Adapt the mysql command options to your needs. It's necessary to escape the backticks (`), otherwise the shell might interpret it as your trying to execute schema and use the output as the actual schema name. Also, make sure that new_schema already exists in the server.

This method is quick and dirty and leaves the original backup intact. I hope you find it useful.

12 comments:

  1. Don't you mean "grep -v" here? You want to remove the line matching "USE `schema`", not return only lines matching that.

    ReplyDelete
  2. I think you meant grep -v "USE \`schema\`" backup.sql, not grep "USE \`schema\`" backup.sql

    ReplyDelete
  3. Don't you mean grep -v ? Isn't the intent to exclude the USE line from the input to the restore? Maybe worth also pinning the pattern to the start of the line, just in case....

    ReplyDelete
  4. Surely you mean grep -v ?

    Your method won't work very well in the general case, especially when you have binary data which happens to include the string "USE `schema`", for example, this blog post article.

    A more general solution would be to use "tail" to skip the "USE" line, if there is only one near the top of the file.

    ReplyDelete
  5. Pretty sure you mean `grep -v […]` there.

    ReplyDelete
  6. Did you mean "grep -v USE... " - the -v returning every line apart from the 'USE...' ?

    Without the -v, you would just be returning the USE lines and pass that to mysql - but nothing else.

    ReplyDelete
  7. This makes more sense to me if you meant to say use grep with the -v switch.

    From the man page:
    -v, --invert-match
    Invert the sense of matching, to select non-matching lines.

    So using grep -v in your example, the USE `schema` would be removed and all other lines from the backup.sql file would be piped into mysql.

    ReplyDelete
  8. Hi,

    The "USE" statement does not appear by default when the dump contains only one schema (unless you explicitly used --databases d1).
    So, when there's a USE, it's probably because there is more than one database, which leads to the conclusion there will be *another* USE statement - not handled by the script.

    The trick is good.

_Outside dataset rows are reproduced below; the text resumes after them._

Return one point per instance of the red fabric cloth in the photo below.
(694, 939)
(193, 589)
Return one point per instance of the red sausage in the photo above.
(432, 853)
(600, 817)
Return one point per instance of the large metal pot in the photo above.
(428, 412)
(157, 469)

But I do believe sed would be far more powerful here, being able not only to ignore, but also to replace the USE statements to your liking.
    I do not see that sed would perform any worse than grep, when the outcome is ... | mysql -u user

    Issuing the statements in mysql will make any difference between grep & sed (if any) to be insignificant.

    Regards

    ReplyDelete
  9. I think if you dont use -B or --databases option in mysqldump then use `schema`; will not be visible in the dump sql file.

    ReplyDelete
  10. To all who noticed the missing '-v', thank you for reading. I caught the typo once Planet MySQL picked it up and made the correction.

    @Schlomi, correct, it won't work in every circumstance. I prefer to backup single databases, including the CREATE statement to rebuild the schema if needed, for regular backups. When you have more than 1 schema and need consistency among schemas, then you're backup will contain more than 1 USE statement and this method won't work. The difference I noticed with 'sed' is when you have to process a backup file that is 100G or bigger. I'd have to retry it.

    @Saurabh, correct. I was trying an example when you already have the nightly dump. If you're creating a dump for testing, then use the additional options to accommodate to your needs. But keep in mind that a dump can take several hours and create load on the server for the cases this tip was intended.

    Thank you all for reading and comment.

    ReplyDelete
  11. BTW, I agree with Ronald -- he slipped in the ^ at the beginning there....

    grep -vi '^use \`dbname\`;'

    otherwise you might grep out something you don't want to, though it's a pretty unlikely scenario.

    ReplyDelete